Elsewhere on Vancouver Island, an Environment Canada weather station recorded 45°C at Zeballos, B.C. That value would have tied Canada's warmest temperature in history before the heat wave.
Vancouver, B.C.’s most consecutive hottest days
Vancouver International Airport, nestled close to the comparatively chilly waters of the Salish Sea, recorded four consecutive days above 30°C, for the first time in history. It takes about 14 years, on average, to accrue four of them, so to do it in 96 hours is simply unprecedented.

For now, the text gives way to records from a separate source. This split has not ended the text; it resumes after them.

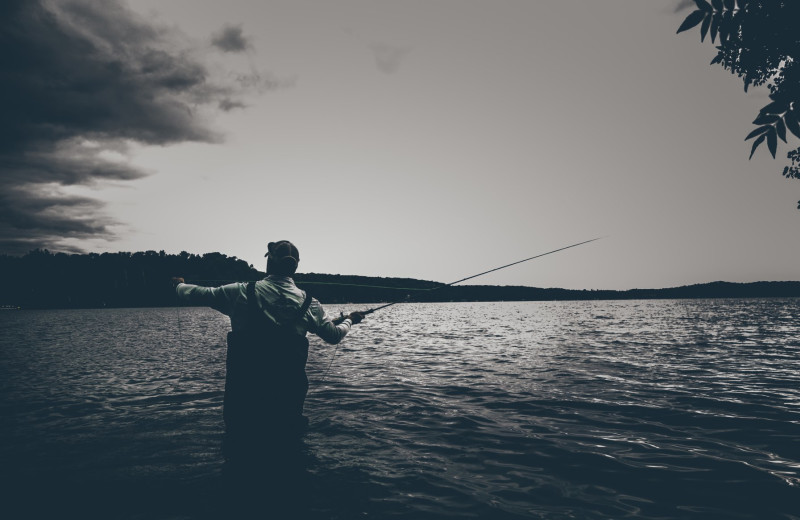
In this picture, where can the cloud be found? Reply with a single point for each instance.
(388, 58)
(231, 39)
(79, 78)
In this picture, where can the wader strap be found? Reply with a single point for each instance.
(253, 309)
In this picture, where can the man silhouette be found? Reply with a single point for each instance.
(265, 382)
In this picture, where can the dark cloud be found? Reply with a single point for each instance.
(79, 78)
(231, 39)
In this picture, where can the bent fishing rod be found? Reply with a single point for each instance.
(370, 311)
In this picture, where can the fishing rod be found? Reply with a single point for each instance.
(370, 311)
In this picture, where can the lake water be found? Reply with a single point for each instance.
(610, 409)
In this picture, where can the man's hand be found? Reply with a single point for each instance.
(356, 317)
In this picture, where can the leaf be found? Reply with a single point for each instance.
(693, 19)
(704, 27)
(759, 130)
(715, 20)
(781, 129)
(791, 122)
(776, 107)
(766, 119)
(703, 5)
(772, 143)
(756, 143)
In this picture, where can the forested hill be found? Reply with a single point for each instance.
(42, 279)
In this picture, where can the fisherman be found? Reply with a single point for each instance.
(266, 383)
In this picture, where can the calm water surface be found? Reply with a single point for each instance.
(554, 410)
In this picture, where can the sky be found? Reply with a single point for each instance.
(430, 139)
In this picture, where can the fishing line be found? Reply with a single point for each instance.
(370, 311)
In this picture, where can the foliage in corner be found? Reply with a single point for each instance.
(759, 41)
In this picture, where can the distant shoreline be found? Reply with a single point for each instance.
(43, 280)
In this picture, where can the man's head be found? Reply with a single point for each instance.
(282, 258)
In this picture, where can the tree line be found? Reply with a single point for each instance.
(45, 280)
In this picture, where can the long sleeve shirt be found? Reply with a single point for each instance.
(279, 299)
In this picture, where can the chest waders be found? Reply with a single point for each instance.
(265, 381)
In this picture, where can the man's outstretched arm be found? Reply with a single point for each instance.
(222, 298)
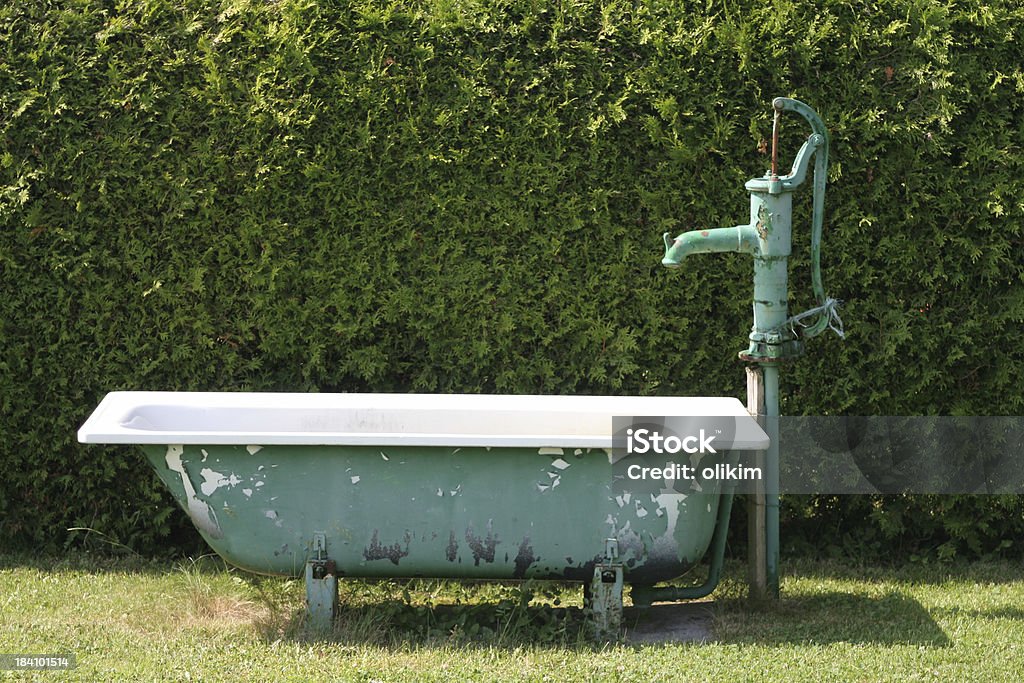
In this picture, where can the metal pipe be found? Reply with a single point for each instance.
(643, 596)
(771, 478)
(741, 239)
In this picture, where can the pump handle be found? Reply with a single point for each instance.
(817, 219)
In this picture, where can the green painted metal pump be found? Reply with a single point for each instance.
(775, 336)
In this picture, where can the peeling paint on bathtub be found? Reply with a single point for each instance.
(201, 513)
(213, 480)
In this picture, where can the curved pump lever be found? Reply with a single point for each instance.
(816, 144)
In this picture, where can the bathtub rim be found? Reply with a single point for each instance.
(109, 423)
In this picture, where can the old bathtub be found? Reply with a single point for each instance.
(481, 486)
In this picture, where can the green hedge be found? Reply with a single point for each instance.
(469, 197)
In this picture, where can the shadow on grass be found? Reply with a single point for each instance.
(994, 571)
(395, 624)
(84, 561)
(892, 619)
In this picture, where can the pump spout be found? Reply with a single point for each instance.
(742, 239)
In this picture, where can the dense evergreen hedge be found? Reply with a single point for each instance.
(469, 197)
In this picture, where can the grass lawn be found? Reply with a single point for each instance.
(127, 619)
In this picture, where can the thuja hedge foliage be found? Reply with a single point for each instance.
(437, 197)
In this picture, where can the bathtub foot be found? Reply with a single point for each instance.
(605, 596)
(322, 593)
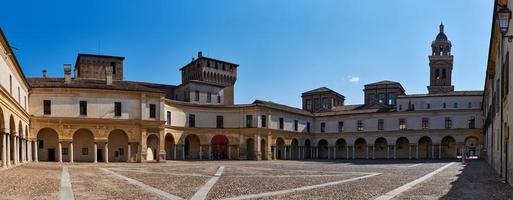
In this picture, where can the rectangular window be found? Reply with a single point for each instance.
(472, 122)
(220, 121)
(381, 124)
(448, 123)
(153, 111)
(381, 97)
(392, 98)
(117, 109)
(425, 123)
(168, 117)
(323, 127)
(402, 124)
(83, 108)
(192, 120)
(249, 121)
(359, 125)
(47, 107)
(281, 122)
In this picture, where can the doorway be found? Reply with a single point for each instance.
(51, 154)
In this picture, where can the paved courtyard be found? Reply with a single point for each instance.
(254, 180)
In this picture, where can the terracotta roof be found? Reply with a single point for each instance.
(322, 90)
(282, 107)
(100, 84)
(385, 82)
(455, 93)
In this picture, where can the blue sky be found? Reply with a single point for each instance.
(283, 47)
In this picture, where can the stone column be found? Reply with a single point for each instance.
(440, 151)
(373, 152)
(210, 151)
(433, 151)
(174, 152)
(35, 151)
(16, 149)
(417, 151)
(71, 159)
(107, 152)
(388, 151)
(8, 149)
(409, 151)
(95, 152)
(334, 152)
(229, 152)
(353, 152)
(4, 150)
(129, 153)
(60, 152)
(201, 152)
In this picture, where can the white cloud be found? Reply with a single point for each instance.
(354, 79)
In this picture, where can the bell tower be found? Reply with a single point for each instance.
(440, 64)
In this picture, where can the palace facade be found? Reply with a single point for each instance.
(92, 114)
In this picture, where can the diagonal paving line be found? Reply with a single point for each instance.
(203, 191)
(66, 192)
(299, 189)
(401, 189)
(143, 186)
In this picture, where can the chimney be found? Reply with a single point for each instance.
(67, 73)
(108, 74)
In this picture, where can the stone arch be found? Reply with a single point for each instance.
(402, 146)
(323, 149)
(381, 148)
(250, 149)
(83, 146)
(294, 149)
(20, 141)
(341, 148)
(308, 149)
(263, 149)
(280, 148)
(219, 147)
(192, 147)
(472, 146)
(425, 146)
(152, 147)
(48, 144)
(12, 139)
(169, 145)
(360, 148)
(448, 146)
(118, 146)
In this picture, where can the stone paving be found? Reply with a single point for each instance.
(361, 179)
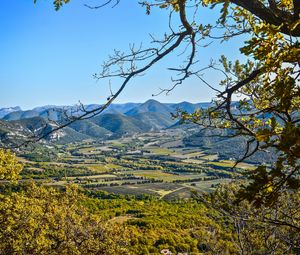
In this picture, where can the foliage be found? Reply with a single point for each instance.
(40, 220)
(266, 84)
(9, 166)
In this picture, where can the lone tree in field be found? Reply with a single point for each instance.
(267, 84)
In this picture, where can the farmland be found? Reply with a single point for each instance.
(154, 163)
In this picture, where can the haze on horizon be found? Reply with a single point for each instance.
(48, 57)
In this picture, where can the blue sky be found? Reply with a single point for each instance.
(48, 57)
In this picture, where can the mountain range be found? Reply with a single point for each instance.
(117, 120)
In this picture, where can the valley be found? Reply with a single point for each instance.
(154, 163)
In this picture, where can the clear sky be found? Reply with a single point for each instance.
(48, 57)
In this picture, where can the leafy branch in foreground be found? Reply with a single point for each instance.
(266, 85)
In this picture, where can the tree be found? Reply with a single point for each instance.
(267, 84)
(35, 219)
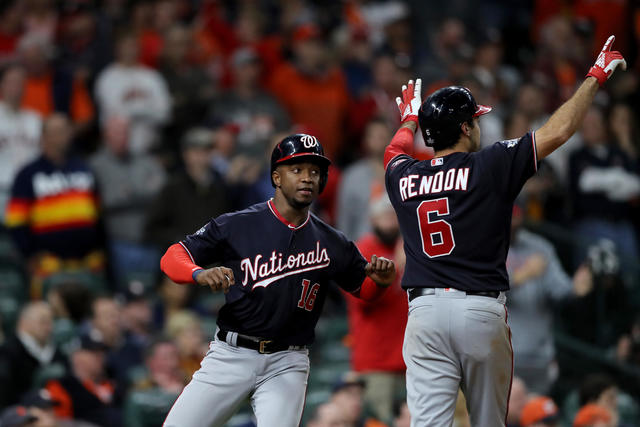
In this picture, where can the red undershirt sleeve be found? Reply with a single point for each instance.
(402, 143)
(178, 264)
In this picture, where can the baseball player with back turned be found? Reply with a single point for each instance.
(454, 213)
(277, 261)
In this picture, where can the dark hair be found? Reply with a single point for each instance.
(76, 299)
(157, 341)
(593, 386)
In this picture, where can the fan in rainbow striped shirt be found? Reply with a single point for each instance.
(53, 212)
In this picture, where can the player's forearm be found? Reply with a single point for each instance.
(402, 142)
(566, 120)
(177, 264)
(370, 291)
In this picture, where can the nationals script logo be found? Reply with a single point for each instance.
(268, 270)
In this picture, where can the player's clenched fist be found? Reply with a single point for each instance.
(607, 62)
(217, 278)
(410, 102)
(381, 270)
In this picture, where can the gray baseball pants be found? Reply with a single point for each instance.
(276, 384)
(452, 341)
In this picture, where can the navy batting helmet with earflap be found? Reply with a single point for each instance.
(443, 112)
(301, 148)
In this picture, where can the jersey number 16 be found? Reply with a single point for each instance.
(437, 234)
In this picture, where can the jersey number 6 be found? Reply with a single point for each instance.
(437, 235)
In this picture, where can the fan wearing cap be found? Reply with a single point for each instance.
(455, 213)
(274, 261)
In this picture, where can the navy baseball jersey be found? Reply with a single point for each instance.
(281, 271)
(455, 213)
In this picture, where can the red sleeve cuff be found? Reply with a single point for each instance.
(178, 264)
(370, 291)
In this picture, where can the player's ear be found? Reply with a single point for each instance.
(466, 129)
(275, 177)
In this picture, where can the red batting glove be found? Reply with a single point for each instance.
(410, 102)
(607, 62)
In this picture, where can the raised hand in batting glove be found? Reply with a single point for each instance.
(607, 62)
(410, 102)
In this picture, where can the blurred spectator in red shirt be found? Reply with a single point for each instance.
(11, 12)
(312, 90)
(382, 320)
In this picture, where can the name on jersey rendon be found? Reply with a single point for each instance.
(414, 186)
(295, 263)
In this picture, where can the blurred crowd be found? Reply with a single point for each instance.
(127, 124)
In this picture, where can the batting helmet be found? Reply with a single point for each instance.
(301, 148)
(442, 113)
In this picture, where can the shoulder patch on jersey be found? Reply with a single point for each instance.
(396, 162)
(510, 143)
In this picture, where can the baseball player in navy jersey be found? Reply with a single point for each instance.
(454, 213)
(276, 260)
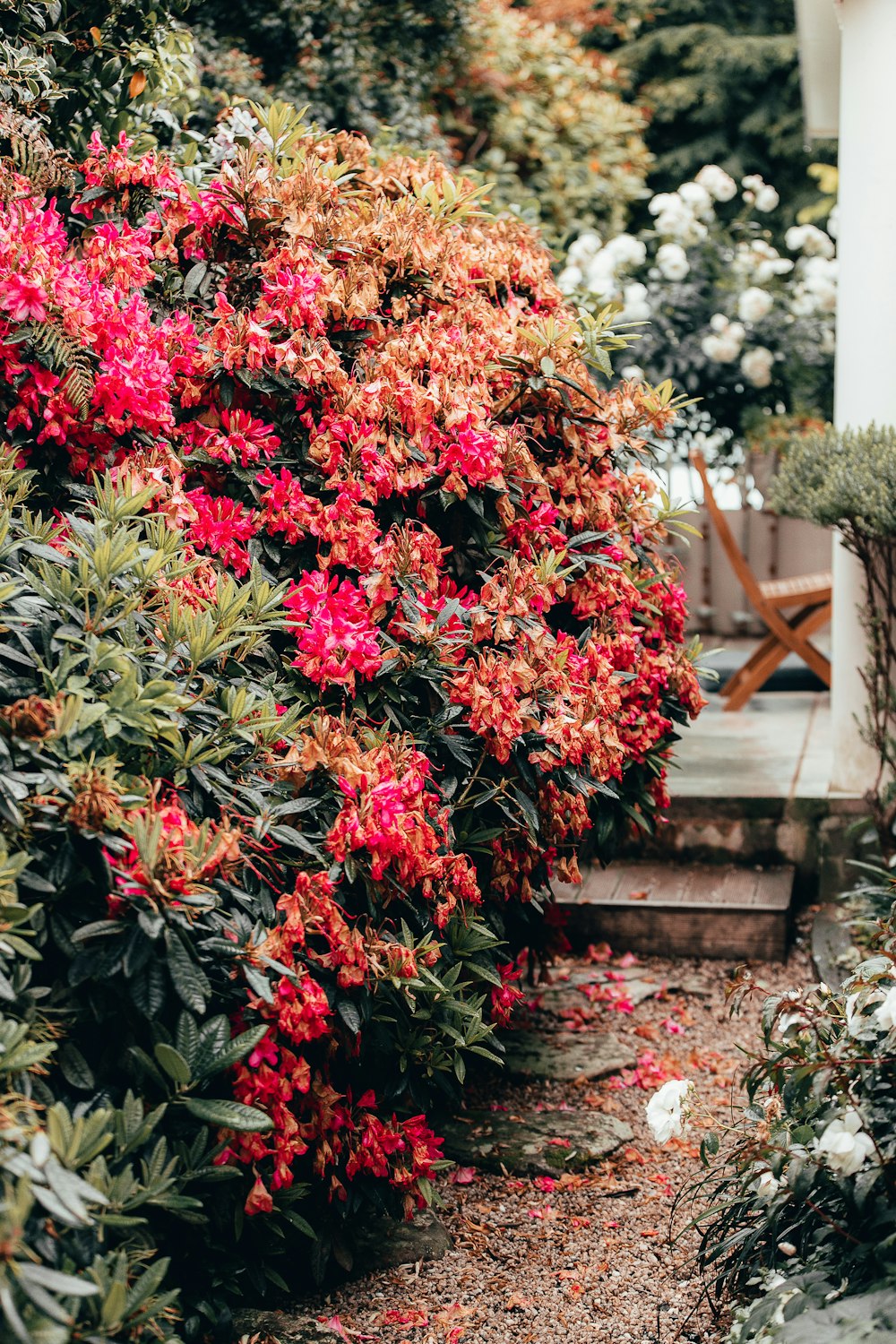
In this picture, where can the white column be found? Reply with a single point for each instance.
(866, 374)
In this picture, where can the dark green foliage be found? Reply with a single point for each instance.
(82, 66)
(359, 65)
(848, 480)
(799, 1198)
(720, 80)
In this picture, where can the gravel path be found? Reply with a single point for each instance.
(582, 1258)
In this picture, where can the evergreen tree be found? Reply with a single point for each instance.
(720, 80)
(357, 65)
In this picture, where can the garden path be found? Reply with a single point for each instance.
(538, 1253)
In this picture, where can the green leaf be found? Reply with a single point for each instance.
(237, 1050)
(56, 1282)
(187, 978)
(172, 1062)
(349, 1015)
(228, 1115)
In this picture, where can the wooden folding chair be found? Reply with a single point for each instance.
(770, 599)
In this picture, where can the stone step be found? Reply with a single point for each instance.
(729, 825)
(683, 910)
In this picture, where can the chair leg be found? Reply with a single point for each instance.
(774, 650)
(745, 672)
(796, 633)
(774, 655)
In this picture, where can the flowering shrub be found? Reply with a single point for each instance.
(358, 65)
(737, 323)
(799, 1198)
(365, 633)
(544, 121)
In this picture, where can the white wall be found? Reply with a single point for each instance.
(866, 376)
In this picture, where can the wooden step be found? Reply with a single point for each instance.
(683, 910)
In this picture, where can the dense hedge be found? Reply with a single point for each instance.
(332, 628)
(546, 123)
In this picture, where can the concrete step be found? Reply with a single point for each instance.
(817, 836)
(683, 910)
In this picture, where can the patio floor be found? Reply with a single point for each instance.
(778, 746)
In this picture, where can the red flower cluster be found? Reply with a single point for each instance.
(384, 405)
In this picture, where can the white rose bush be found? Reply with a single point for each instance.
(739, 306)
(799, 1196)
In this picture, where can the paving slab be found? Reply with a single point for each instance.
(533, 1142)
(387, 1242)
(563, 1056)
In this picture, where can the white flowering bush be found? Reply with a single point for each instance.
(734, 319)
(797, 1207)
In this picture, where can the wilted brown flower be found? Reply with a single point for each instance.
(96, 803)
(31, 718)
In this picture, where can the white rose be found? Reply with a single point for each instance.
(885, 1015)
(584, 247)
(754, 304)
(844, 1147)
(667, 1110)
(766, 1187)
(756, 366)
(696, 196)
(626, 250)
(766, 271)
(672, 261)
(662, 201)
(718, 182)
(570, 279)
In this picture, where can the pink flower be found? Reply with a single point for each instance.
(23, 298)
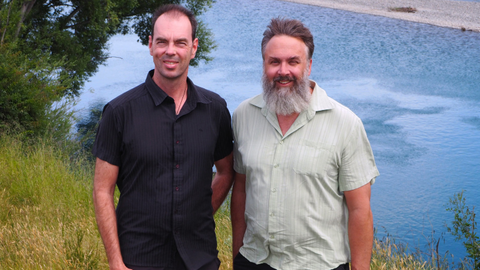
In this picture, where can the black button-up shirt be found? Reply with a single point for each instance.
(165, 172)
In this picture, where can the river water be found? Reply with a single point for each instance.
(415, 86)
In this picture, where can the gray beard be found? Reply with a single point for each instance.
(287, 100)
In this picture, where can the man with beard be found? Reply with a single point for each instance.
(301, 195)
(158, 143)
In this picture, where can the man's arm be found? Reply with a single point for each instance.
(222, 182)
(103, 191)
(237, 212)
(360, 226)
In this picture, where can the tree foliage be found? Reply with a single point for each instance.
(464, 227)
(27, 93)
(49, 48)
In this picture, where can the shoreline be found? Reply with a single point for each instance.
(444, 13)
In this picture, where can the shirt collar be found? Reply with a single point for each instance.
(159, 96)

Burnaby, B.C.’s record hot night
A new Canadian minimum temperature record occurred at Simon Fraser University, located on Burnaby Mountain in the Lower Mainland — in other words, SFU saw the hottest night ever in Canada. It's a symbol of the sleepless nights and the ultimate toll extreme heat causes. The vulnerable fail to recover at night, and each warm night incrementally adds stress. This was homegrown heat, not an air mass that ‘blew in’ from somewhere else, like the desert southwest. This one cropped up right in our own backyard.
Smoke from the wildfire in Lytton, British Columbia. (© Right. Photo. Moment Open. Getty Images)
Abbotsford, B.C.: it's not the heat, it's the humidity
The humidex is one of the most misunderstood terms in the meteorologists' lexicon. If moisture can't readily evaporate from our skin, it'll feel warmer than the ambient temperature. It's called the wet-bulb temperature, and your skin will get continually hotter. On June 28th, at 3PM Pacific time, the humidex topped 50 in the Fraser Valley, an unprecedented threshold for the Lower Mainland and a significant contributor to the unheard-of amount of 911 calls due to heat.
Jasper, AB: heat wave in the mountains
If the temperature anomalies at sea level were surreal, the temperature anomalies in the alpine were downright disturbing. Many alpine locations remained well into the 20s as overnight lows, soaring into the low 40s in the afternoons. The rapid snow and ice melt at elevation was apparent with rising streamflows, flood warnings, and snowmelt visible on satellite imagery.
Fort Smith, N.W.T., where record heat hits the Arctic, too
Trekking above the 60th parallel, the warmest temperature recorded this far north on the planet is now infamously Fort Smith, N.W.T. at 39.9°C. The humidex was mind-numbingly high at nearly 50 — conditions never experienced in this climate. The northern latitudes are taking the brunt of recent warming trends as the arctic is disproportionately warming compared to lower latitudes.
Lytton, B.C. smashing the all-time heat record three days in a row
The village of Lytton set Canada's national temperature record three times, then literally caught on fire. The latest reports suggest that the fire was human-caused, but the conditions were primed for the fire to spread rapidly, destroying 90 per cent of the town itself.
Most meteorologists work their entire career and never forecast temperatures this high in Lytton. To smash such a seemingly untouchable record, and to crumple that record two additional times, solidifies the notion of a drastically changing climate. We have the highest confidence that extreme heat has the fingerprints of climate change all over it — it’s a warning of what’s to come.
With B.C. still very much smouldering and left incredibly fire-prone with the antecedent conditions, it's only the beginning of a potentially dire summer with poor air quality due to wildfire smoke, even across the Lower Mainland. Just like August 2017, August 2018, and September 2020.